I can safely say (tenured professor of economics, just retired that I am) that I’m a “part of the new upper class.” But I had a lot of interesting jobs early on, was a member of the Teamsters and of the Retail Clerks International Association (absorbed into the United Food and Commercial Workers)…and my first set of in-laws were a major source of contact with working-class people and issues.
I suspect I’m anything but unique in this respect.
May 15, 2012 at 5:18 pm
jasdeephundal
@Donald:
Not sure about how easy it was among those of your generation to go from the middle class to the upper middle class/upper class, but from my vantage point as a computer science student in a well regarded institution, it definitely seems rarer among those my age.

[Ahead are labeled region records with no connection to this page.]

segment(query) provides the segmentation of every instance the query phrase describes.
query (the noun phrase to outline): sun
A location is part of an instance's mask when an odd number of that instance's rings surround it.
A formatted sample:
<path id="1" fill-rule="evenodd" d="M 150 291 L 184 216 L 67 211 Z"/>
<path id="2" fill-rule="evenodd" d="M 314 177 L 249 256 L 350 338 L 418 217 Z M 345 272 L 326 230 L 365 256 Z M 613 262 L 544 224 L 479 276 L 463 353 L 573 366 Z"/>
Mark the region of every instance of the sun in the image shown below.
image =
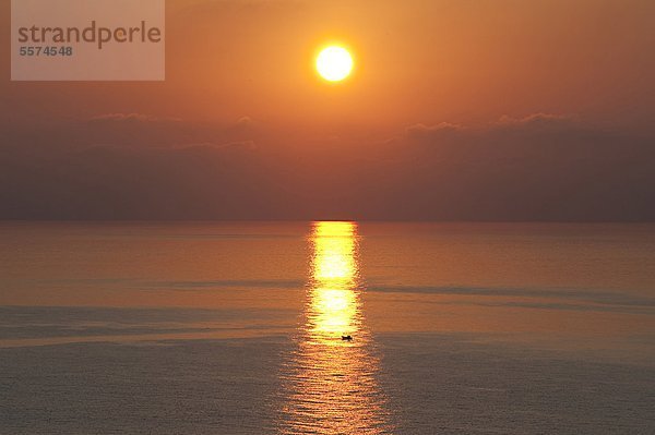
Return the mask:
<path id="1" fill-rule="evenodd" d="M 341 82 L 353 72 L 353 57 L 343 47 L 330 46 L 317 58 L 317 71 L 329 82 Z"/>

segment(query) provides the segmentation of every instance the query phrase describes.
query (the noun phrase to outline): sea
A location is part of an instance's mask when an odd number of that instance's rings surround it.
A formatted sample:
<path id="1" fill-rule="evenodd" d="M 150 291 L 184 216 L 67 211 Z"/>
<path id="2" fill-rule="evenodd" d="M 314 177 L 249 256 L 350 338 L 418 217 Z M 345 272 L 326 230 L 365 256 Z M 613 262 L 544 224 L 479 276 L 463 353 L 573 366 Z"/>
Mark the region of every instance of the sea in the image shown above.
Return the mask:
<path id="1" fill-rule="evenodd" d="M 655 225 L 2 222 L 0 434 L 655 434 Z"/>

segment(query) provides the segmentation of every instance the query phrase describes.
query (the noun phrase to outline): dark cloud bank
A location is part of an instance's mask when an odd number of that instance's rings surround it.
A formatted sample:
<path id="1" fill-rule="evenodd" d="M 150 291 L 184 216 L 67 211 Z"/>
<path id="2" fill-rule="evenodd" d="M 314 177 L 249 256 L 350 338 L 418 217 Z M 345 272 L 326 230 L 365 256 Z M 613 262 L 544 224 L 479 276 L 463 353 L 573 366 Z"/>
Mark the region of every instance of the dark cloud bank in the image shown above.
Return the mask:
<path id="1" fill-rule="evenodd" d="M 533 114 L 301 146 L 226 125 L 110 113 L 5 129 L 2 219 L 655 220 L 652 136 Z"/>

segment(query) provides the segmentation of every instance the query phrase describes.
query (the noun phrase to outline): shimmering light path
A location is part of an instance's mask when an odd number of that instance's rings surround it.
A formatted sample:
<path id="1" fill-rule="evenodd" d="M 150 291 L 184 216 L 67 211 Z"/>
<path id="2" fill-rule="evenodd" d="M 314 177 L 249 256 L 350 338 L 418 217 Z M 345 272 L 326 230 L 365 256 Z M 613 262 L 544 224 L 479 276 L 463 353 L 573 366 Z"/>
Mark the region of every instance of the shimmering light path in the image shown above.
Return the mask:
<path id="1" fill-rule="evenodd" d="M 379 361 L 359 293 L 357 225 L 315 222 L 311 278 L 296 354 L 287 365 L 283 434 L 389 432 Z M 353 341 L 342 340 L 352 335 Z"/>

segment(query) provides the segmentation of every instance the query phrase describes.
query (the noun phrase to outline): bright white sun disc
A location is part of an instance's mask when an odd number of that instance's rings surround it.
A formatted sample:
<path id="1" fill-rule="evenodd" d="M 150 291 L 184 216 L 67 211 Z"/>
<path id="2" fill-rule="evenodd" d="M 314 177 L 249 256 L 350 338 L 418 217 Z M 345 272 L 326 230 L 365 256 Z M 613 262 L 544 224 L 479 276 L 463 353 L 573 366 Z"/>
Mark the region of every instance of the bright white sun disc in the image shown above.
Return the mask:
<path id="1" fill-rule="evenodd" d="M 324 48 L 317 58 L 317 71 L 330 82 L 340 82 L 350 75 L 353 57 L 343 47 Z"/>

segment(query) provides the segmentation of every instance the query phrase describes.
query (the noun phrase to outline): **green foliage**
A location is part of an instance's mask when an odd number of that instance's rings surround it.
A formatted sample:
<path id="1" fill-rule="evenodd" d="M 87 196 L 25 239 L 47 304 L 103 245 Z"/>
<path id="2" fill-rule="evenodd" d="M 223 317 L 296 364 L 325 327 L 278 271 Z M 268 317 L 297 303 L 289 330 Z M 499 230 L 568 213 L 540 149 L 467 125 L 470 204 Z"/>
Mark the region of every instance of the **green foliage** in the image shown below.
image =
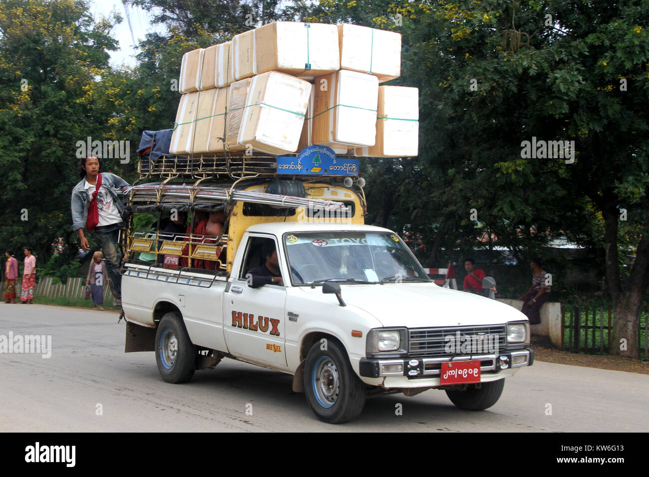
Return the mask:
<path id="1" fill-rule="evenodd" d="M 65 283 L 69 276 L 79 276 L 79 268 L 81 262 L 78 258 L 70 260 L 67 254 L 52 255 L 45 265 L 38 271 L 40 276 L 53 276 Z"/>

I grew up as the son of a unionized USPS letter carrier and a low level clerk in a manufacturing company, but nearly zero of my peers share a similar background. The people I do find around campus with this background are generally in fields where the level of financial success required to put oneself into the upper class is far less certain. Also, if my parents had not ridiculously emphasized the value of a STEM education and if I didn’t grow up in an area where there were a good number of technology people around, I doubt I’d be where I am today.
May 16, 2012 at 8:19 am
Donald A. Coffin
My family was always *culturally* part of the upper-middle-class, although in my generation not upper-middle-class in income. So I never transitioned. One difference betweent he 1960s (when I first started working) and now is that many fewer upper-middle-class kids have summer jobs (they are padding their resumes) or the sort of jobs I had. It makes a difference.
May 15, 2012 at 11:30 pm
afinetheorem
Quite clearly, rising income inequality has led to a greater segmentation of Americans based in some way on class, but that said,
1) Charles Murray is a racist hack,
2) Factory jobs and NASCAR are mainstream? Multiple World Cup games, including the final between Spain and Holland, had more TV viewers than any NASCAR race. Manufacturing employment is 11m out of 130m employed, or 18m if you include mining, logging and construction. Unsurprisingly, given his history, Murray interprets “what white people were like when I was a kid” as “mainstream.”
3) To write an entire book called “Coming Apart” about the divergence between the wealthy and the children vis-a-vis the working class and their children, yet assign no blame to the changes in income inequality in the last 35 years, is utterly insane.
June 11, 2012 at 6:40 pm
Anonymous
I agree with part of Murray’s point – that wealthy, coastal, well-insulated Americans are typically unfamiliar with and contemptuous of the social institutions of the working class. But the idea that there historically has been some fundamental way of being American that was good and wholesome and that is being destroyed is… well, nonsense. Being American has always been about differences, and usually about the tension between those differences. In the 1950’s – the era the clip reel in the video seems to focus on – American life might have been good and wholesome for Caucasian, male children like Murray, but it was a pretty crap time to be an African American (depending on where you lived), or a woman (depending on what you wanted out of life), or gay (period). Now, it is a crap time to be uneducated. That’s unfortunate, but it’s not unique.